No campo da Filosofia Política, a Necropolítica, conceito criado pelo filósofo camaronês Achille Mbembe, vem ganhando cada vez mais notoriedade em meio aos debates decoloniais. Para ele, o termo representa o poder de ditar quem pode viver e quem deve morrer. Com base no biopoder, conceito apresentado por Foucault, e em suas tecnologias de controlar populações, o “deixar morrer” se torna aceitável. Mas não é aceitável a todos os corpos. O corpo ‘’passível de morte” é aquele que está em risco de perecimento a todo instante devido ao parâmetro definidor primordial da raça.

A população negra no Brasil, em sua grande maioria, estabelece-se em comunidades, que por sua vez, apresentam uma precariedade notória. Achille Mbembe vai ainda mais fundo nesse estudo de normatização da violência, ruminando a intrínseca relação entre colonialismo, racismo e capitalismo. Por isso, Mbembe é considerado um dos poucos teóricos contemporâneos que pensa o contexto mundial atual utilizando-se de ideias foucaultianas para esmiuçar problemáticas de regiões periféricas a fim de demonstrar que estas seguem, ainda hoje, os padrões do que ele chamou de tardo coloniais.

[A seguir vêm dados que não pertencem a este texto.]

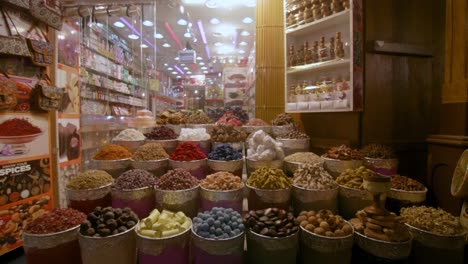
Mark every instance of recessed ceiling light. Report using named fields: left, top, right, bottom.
left=172, top=71, right=178, bottom=74
left=201, top=66, right=207, bottom=70
left=162, top=43, right=171, bottom=47
left=177, top=19, right=188, bottom=26
left=142, top=20, right=154, bottom=26
left=238, top=50, right=246, bottom=54
left=183, top=67, right=189, bottom=70
left=203, top=70, right=209, bottom=73
left=113, top=21, right=125, bottom=28
left=141, top=44, right=148, bottom=48
left=239, top=41, right=248, bottom=46
left=242, top=17, right=253, bottom=24
left=197, top=56, right=203, bottom=60
left=228, top=58, right=234, bottom=63
left=187, top=71, right=192, bottom=74
left=205, top=0, right=218, bottom=8
left=209, top=18, right=220, bottom=24
left=175, top=57, right=180, bottom=60
left=181, top=63, right=186, bottom=66
left=58, top=34, right=65, bottom=40
left=167, top=67, right=174, bottom=70
left=164, top=63, right=169, bottom=66
left=240, top=31, right=250, bottom=36
left=199, top=62, right=205, bottom=65
left=214, top=42, right=222, bottom=46
left=154, top=33, right=164, bottom=39
left=177, top=75, right=181, bottom=78
left=184, top=32, right=191, bottom=38
left=128, top=34, right=139, bottom=40
left=96, top=23, right=103, bottom=27
left=180, top=5, right=185, bottom=13
left=70, top=30, right=76, bottom=34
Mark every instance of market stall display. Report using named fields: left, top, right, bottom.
left=361, top=144, right=398, bottom=175
left=131, top=143, right=169, bottom=176
left=323, top=145, right=362, bottom=177
left=91, top=144, right=131, bottom=177
left=210, top=125, right=247, bottom=152
left=200, top=172, right=244, bottom=213
left=177, top=128, right=211, bottom=156
left=336, top=166, right=373, bottom=219
left=169, top=142, right=208, bottom=179
left=66, top=170, right=114, bottom=214
left=207, top=144, right=243, bottom=177
left=112, top=128, right=146, bottom=153
left=386, top=175, right=427, bottom=213
left=270, top=113, right=296, bottom=137
left=242, top=118, right=272, bottom=135
left=276, top=130, right=310, bottom=156
left=144, top=126, right=178, bottom=154
left=283, top=151, right=323, bottom=176
left=246, top=130, right=285, bottom=176
left=246, top=167, right=291, bottom=210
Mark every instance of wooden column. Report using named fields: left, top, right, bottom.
left=255, top=0, right=285, bottom=121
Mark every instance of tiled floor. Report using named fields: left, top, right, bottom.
left=1, top=248, right=25, bottom=263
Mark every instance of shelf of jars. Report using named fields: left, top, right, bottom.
left=284, top=0, right=363, bottom=113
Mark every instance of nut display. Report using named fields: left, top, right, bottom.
left=284, top=152, right=323, bottom=164
left=336, top=166, right=374, bottom=189
left=361, top=144, right=396, bottom=159
left=400, top=206, right=465, bottom=236
left=271, top=113, right=295, bottom=126
left=216, top=112, right=243, bottom=126
left=277, top=130, right=309, bottom=139
left=246, top=130, right=285, bottom=161
left=246, top=118, right=269, bottom=126
left=208, top=144, right=242, bottom=161
left=297, top=210, right=352, bottom=237
left=292, top=163, right=337, bottom=190
left=24, top=208, right=85, bottom=234
left=156, top=110, right=186, bottom=125
left=351, top=210, right=411, bottom=242
left=390, top=175, right=425, bottom=191
left=155, top=169, right=199, bottom=191
left=244, top=208, right=299, bottom=237
left=93, top=144, right=132, bottom=160
left=79, top=207, right=139, bottom=237
left=246, top=167, right=291, bottom=189
left=138, top=209, right=192, bottom=238
left=323, top=145, right=362, bottom=160
left=210, top=125, right=247, bottom=143
left=113, top=169, right=156, bottom=190
left=144, top=126, right=178, bottom=140
left=66, top=170, right=114, bottom=190
left=200, top=172, right=242, bottom=191
left=113, top=128, right=146, bottom=141
left=132, top=143, right=168, bottom=161
left=186, top=110, right=213, bottom=124
left=193, top=207, right=244, bottom=239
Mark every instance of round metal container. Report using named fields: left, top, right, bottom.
left=271, top=125, right=294, bottom=138
left=111, top=186, right=155, bottom=219
left=145, top=139, right=178, bottom=155
left=199, top=183, right=245, bottom=213
left=23, top=225, right=82, bottom=264
left=338, top=185, right=373, bottom=220
left=112, top=139, right=145, bottom=153
left=207, top=159, right=243, bottom=177
left=283, top=160, right=303, bottom=177
left=323, top=158, right=362, bottom=178
left=154, top=185, right=199, bottom=218
left=191, top=228, right=244, bottom=264
left=131, top=158, right=168, bottom=177
left=212, top=141, right=244, bottom=153
left=291, top=185, right=339, bottom=215
left=386, top=187, right=427, bottom=214
left=78, top=221, right=138, bottom=264
left=246, top=229, right=299, bottom=263
left=177, top=139, right=211, bottom=156
left=90, top=158, right=131, bottom=178
left=245, top=158, right=283, bottom=177
left=136, top=226, right=191, bottom=264
left=66, top=183, right=112, bottom=215
left=186, top=124, right=214, bottom=134
left=246, top=184, right=291, bottom=211
left=242, top=125, right=272, bottom=135
left=363, top=157, right=398, bottom=176
left=299, top=222, right=354, bottom=264
left=354, top=231, right=412, bottom=260
left=276, top=138, right=309, bottom=156
left=166, top=124, right=185, bottom=135
left=169, top=158, right=207, bottom=180
left=406, top=223, right=466, bottom=264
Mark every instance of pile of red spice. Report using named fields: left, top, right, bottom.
left=0, top=118, right=41, bottom=136
left=24, top=208, right=86, bottom=234
left=170, top=142, right=207, bottom=161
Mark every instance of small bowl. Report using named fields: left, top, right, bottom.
left=323, top=158, right=362, bottom=178
left=169, top=158, right=208, bottom=180
left=246, top=184, right=291, bottom=211
left=91, top=158, right=131, bottom=178
left=112, top=139, right=145, bottom=153
left=145, top=139, right=178, bottom=155
left=131, top=158, right=168, bottom=177
left=354, top=231, right=412, bottom=260
left=0, top=132, right=43, bottom=144
left=207, top=159, right=243, bottom=177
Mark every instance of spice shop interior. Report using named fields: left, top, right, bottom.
left=0, top=0, right=467, bottom=263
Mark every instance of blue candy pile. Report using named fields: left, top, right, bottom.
left=208, top=144, right=242, bottom=161
left=193, top=207, right=245, bottom=239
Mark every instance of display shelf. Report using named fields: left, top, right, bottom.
left=81, top=44, right=144, bottom=76
left=82, top=66, right=144, bottom=89
left=83, top=82, right=144, bottom=99
left=81, top=94, right=145, bottom=108
left=286, top=9, right=350, bottom=37
left=287, top=59, right=350, bottom=75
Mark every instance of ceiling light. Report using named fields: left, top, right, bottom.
left=177, top=75, right=181, bottom=78
left=244, top=0, right=256, bottom=7
left=205, top=0, right=218, bottom=8
left=184, top=32, right=191, bottom=38
left=180, top=5, right=185, bottom=13
left=197, top=20, right=207, bottom=44
left=177, top=19, right=188, bottom=26
left=197, top=56, right=203, bottom=60
left=187, top=71, right=192, bottom=74
left=142, top=20, right=154, bottom=27
left=242, top=17, right=253, bottom=24
left=188, top=22, right=192, bottom=28
left=154, top=33, right=164, bottom=39
left=228, top=58, right=234, bottom=63
left=183, top=67, right=189, bottom=70
left=164, top=63, right=169, bottom=66
left=58, top=34, right=65, bottom=40
left=113, top=21, right=125, bottom=28
left=203, top=70, right=208, bottom=74
left=172, top=71, right=178, bottom=74
left=199, top=62, right=205, bottom=65
left=128, top=34, right=139, bottom=40
left=96, top=23, right=103, bottom=27
left=239, top=41, right=248, bottom=46
left=209, top=18, right=220, bottom=24
left=167, top=67, right=174, bottom=70
left=240, top=31, right=250, bottom=36
left=175, top=57, right=180, bottom=60
left=238, top=50, right=246, bottom=54
left=214, top=42, right=222, bottom=46
left=201, top=66, right=208, bottom=70
left=141, top=44, right=148, bottom=48
left=181, top=63, right=186, bottom=66
left=194, top=90, right=198, bottom=94
left=162, top=43, right=171, bottom=47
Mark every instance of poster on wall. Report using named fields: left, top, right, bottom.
left=56, top=65, right=80, bottom=114
left=223, top=67, right=248, bottom=108
left=0, top=113, right=50, bottom=161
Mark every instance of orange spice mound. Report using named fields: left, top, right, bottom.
left=93, top=144, right=132, bottom=160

Dentro do seu conceito, Mbembe classifica três características fundamentais para o pleno funcionamento do necropoder – que é uma formação própria da violência – tomando como base de exemplo real os conflitos na região de Gaza e Cisjordânia: Fragmentação territorial, Soberania Vertical & Terra arrasada. Com base nessa classificação por ele exposta, o necropoder atua separando os territórios da colônia, implantando uma narrativa de domínio vertical, de tal forma que a metáfora do topo, é frequentemente exibida, criando cada vez mais novos espaços de violência, deixando marcas profundas no cenário geográfico dessas regiões, empurrando comunidades, favelas e outros espaços de ocupação habitacional ao caos social.

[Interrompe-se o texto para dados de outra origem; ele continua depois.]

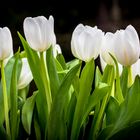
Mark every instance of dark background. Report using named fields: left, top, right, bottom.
left=1, top=0, right=140, bottom=61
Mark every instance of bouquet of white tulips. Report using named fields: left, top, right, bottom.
left=0, top=15, right=140, bottom=140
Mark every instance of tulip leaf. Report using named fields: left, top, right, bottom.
left=95, top=66, right=103, bottom=87
left=120, top=66, right=128, bottom=97
left=18, top=32, right=48, bottom=126
left=106, top=96, right=119, bottom=126
left=0, top=55, right=18, bottom=125
left=46, top=47, right=60, bottom=99
left=56, top=54, right=67, bottom=70
left=81, top=82, right=109, bottom=125
left=98, top=76, right=140, bottom=140
left=22, top=92, right=37, bottom=135
left=10, top=51, right=22, bottom=140
left=71, top=60, right=95, bottom=140
left=47, top=63, right=80, bottom=140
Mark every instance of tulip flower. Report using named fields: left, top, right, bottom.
left=114, top=25, right=140, bottom=66
left=23, top=15, right=56, bottom=52
left=100, top=32, right=116, bottom=65
left=71, top=24, right=104, bottom=62
left=0, top=27, right=13, bottom=60
left=18, top=58, right=33, bottom=89
left=132, top=59, right=140, bottom=82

Seguindo essa linha inquietante da marginalização de grupos e pessoas, são muitos os discursos que fortalecem a pseudo ideia de que há lugares subalternizados e que por essa razão podem ser atacados em prol do ‘’bem comum’’. Discursos inflados, revestidos de ódio, são usados por numerosos políticos, e isso podemos notar melhor no nicho mais conservador e radical, para validarem massacres e ataques diversos. Ao observarmos o cenário carcerário no Brasil, é possível ver a necropolítica atuando em todas as unidades prisionais. O tratamento da população carcerária, com punições com foco na privação da liberdade, a superlotação das cadeias e baixas condições sanitárias são reflexos disso. Dois outros exemplos de necropolítica podem ser observados durante todo o período que compreendeu a ditadura militar, período esse em que tivemos a normalização da violência por meio do necropoder, e durante todo o período pandêmico no Brasil.

O vírus, COVID-19, apesar de não escolher categoria social, chegou de forma diferente para populações menos favorecidas. Dessa forma, é de certo afirmar que a população negra, assim como também outros grupos minoritários, são os mais atingidos por essa política de morte.

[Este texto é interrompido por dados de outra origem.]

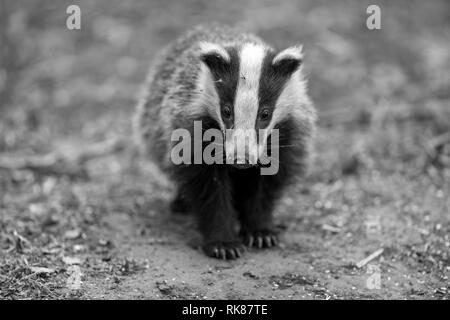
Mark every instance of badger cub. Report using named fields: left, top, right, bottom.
left=135, top=24, right=316, bottom=259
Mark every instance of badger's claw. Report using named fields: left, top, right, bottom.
left=241, top=229, right=279, bottom=249
left=203, top=241, right=245, bottom=260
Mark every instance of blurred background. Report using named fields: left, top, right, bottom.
left=0, top=0, right=449, bottom=299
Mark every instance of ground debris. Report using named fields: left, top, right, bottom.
left=156, top=280, right=173, bottom=295
left=356, top=248, right=384, bottom=268
left=243, top=271, right=259, bottom=279
left=0, top=258, right=64, bottom=299
left=270, top=273, right=317, bottom=289
left=115, top=258, right=149, bottom=276
left=30, top=266, right=56, bottom=274
left=321, top=224, right=341, bottom=233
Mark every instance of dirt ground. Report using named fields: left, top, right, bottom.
left=0, top=0, right=449, bottom=299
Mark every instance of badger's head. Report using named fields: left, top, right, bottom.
left=197, top=41, right=312, bottom=169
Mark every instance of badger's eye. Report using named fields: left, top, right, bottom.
left=260, top=109, right=270, bottom=121
left=222, top=105, right=232, bottom=119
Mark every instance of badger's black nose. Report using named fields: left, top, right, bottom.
left=232, top=163, right=254, bottom=169
left=231, top=150, right=257, bottom=169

Para Mbembe, a necropolítica não se dá só por uma instrumentalização da vida, mas também pela aniquilação dos corpos. Não é só deixar morrer, é fazer morrer também. Compreender como funciona o conceito trazido por Mbembe é importante para entendermos como se comportou e como se comporta a sociedade brasileira, tendo em vista que somos um reflexo do nosso cenário político. O Estado, por vezes, adota em sua base estrutural a política da morte, o uso ilegítimo da força, seja essa força por meio da ação desenfreada da polícia ou de grupos criminosos patrocinados pelo Estado opressor.